Journalist held arbitrarily, Nord-Kivu authorities impose reporting blackout

Publisher Reporters Without Borders
Publication Date 11 March 2016
Cite as Reporters Without Borders, Journalist held arbitrarily, Nord-Kivu authorities impose reporting blackout, 11 March 2016, available at: https://www.refworld.org/docid/56e2fa5440b.html [accessed 2 November 2019]
DisclaimerThis is not a UNHCR publication. UNHCR is not responsible for, nor does it necessarily endorse, its content. Any views expressed are solely those of the author or publisher and do not necessarily reflect those of UNHCR, the United Nations or its Member States.

Reporters Without Borders (RSF) is extremely concerned about radio journalist Mapendo King's detention for the past six days in Rutshuru Territory, a troubled region in the eastern province of Nord-Kivu, and calls for his immediate release.

King has been held since 5 March, when members of the Armed Forces of the Democratic Republic of the Congo (FARDC) based in the locality of Tongo stormed into his radio station, La Voix de Rutshuru, with the aim of arresting him.

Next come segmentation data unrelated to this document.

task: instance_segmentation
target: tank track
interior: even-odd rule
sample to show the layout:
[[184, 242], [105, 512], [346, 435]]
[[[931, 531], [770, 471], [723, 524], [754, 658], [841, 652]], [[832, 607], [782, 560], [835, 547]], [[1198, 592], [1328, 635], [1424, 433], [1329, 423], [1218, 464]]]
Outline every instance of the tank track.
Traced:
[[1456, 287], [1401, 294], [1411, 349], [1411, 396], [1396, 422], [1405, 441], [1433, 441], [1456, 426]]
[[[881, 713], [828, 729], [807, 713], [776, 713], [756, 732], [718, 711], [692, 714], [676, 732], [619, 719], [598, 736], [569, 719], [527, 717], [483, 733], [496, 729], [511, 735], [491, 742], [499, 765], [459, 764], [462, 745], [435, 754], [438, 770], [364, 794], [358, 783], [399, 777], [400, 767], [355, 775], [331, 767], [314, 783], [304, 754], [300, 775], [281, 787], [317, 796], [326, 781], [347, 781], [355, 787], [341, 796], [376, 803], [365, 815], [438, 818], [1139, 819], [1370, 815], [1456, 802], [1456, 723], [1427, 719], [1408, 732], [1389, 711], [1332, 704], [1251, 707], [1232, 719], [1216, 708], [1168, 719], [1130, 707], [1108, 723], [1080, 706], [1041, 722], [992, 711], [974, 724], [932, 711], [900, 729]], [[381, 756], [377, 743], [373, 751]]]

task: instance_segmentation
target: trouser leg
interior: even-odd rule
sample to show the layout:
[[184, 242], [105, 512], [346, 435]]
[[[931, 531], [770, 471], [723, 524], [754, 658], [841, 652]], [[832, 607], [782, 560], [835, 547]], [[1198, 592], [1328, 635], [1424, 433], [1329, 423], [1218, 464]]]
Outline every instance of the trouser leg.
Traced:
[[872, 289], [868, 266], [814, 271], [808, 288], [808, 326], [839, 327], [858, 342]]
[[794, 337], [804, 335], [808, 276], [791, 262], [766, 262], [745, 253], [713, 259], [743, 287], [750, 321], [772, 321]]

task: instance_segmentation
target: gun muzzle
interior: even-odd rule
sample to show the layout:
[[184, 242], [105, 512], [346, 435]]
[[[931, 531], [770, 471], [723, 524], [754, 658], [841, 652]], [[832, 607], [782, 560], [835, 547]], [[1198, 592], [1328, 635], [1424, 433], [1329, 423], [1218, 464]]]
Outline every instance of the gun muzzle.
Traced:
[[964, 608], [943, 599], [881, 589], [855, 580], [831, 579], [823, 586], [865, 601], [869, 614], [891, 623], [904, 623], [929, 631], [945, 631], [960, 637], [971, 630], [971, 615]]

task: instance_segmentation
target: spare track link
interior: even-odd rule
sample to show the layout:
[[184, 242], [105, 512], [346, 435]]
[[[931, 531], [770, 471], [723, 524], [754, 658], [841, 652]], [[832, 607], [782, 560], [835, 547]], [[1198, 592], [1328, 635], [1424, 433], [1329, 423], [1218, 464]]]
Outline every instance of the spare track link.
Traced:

A few days later, he was placed in the custody of the military authorities in the town of Rutshuru, where he is currently held in a very basic cell pending transfer to Goma, 70 km away. In Goma he will be far from his family in a prison system where inmates depend on relatives to provide food and blankets.

King is accused of spreading false information because he reported the presence of a Mai-Mai armed group (regarded as members of the Hunde ethnic group) near Tongo, where Hutus are in the majority. The chief of the locality ordered him to retract the report but he refused, insisting that he had verified it with a local source. It was because of this refusal that his arrest was ordered by the local security committee, which is headed by the same chief.

"We call for Mapendo King's immediate release," said Cléa Kahn-Sriber, the head of RSF's Africa desk. "He is being held simply for doing his job as a journalist. He put out a report that he had verified and he refused to submit to political pressure.

"Regardless of the accusations, he must be tried under the media law, and certainly not by a military court. His detention in these conditions is completely illegal and is designed to impose a blackout on coverage of security issues in Rutshuru Territory."

During a meeting yesterday, the Rutshuru Territory administrator issued an order banning the media from reporting any information involving the activities of the police, army or National Intelligence Agency (ANR). Since then, the territory's six radio stations have ceased to broadcast any news for fear of reprisals.

"We cannot work in such conditions," a Rutshuru journalist told RSF on condition of anonymity. "We are constantly threatened. It is on the basis of what is reported on the radio that measures can be taken to protect civilians. If we don't report exactions, the population will suffer."

There has been a great deal of tension in recent months in Rutshuru Territory, which is riven by inter-ethnic discord. On 3 March, Nord-Kivu governor Julien Paluku urged the media not to stir up hatred between the communities and said anyone responsible would be prosecuted. His speech was regarded as intimidatory by most journalists, who now have opted for self-censorship rather than cover this kind of story.

DRC is ranked 150th out of 180 countries in RSF's 2015 World Press Freedom Index.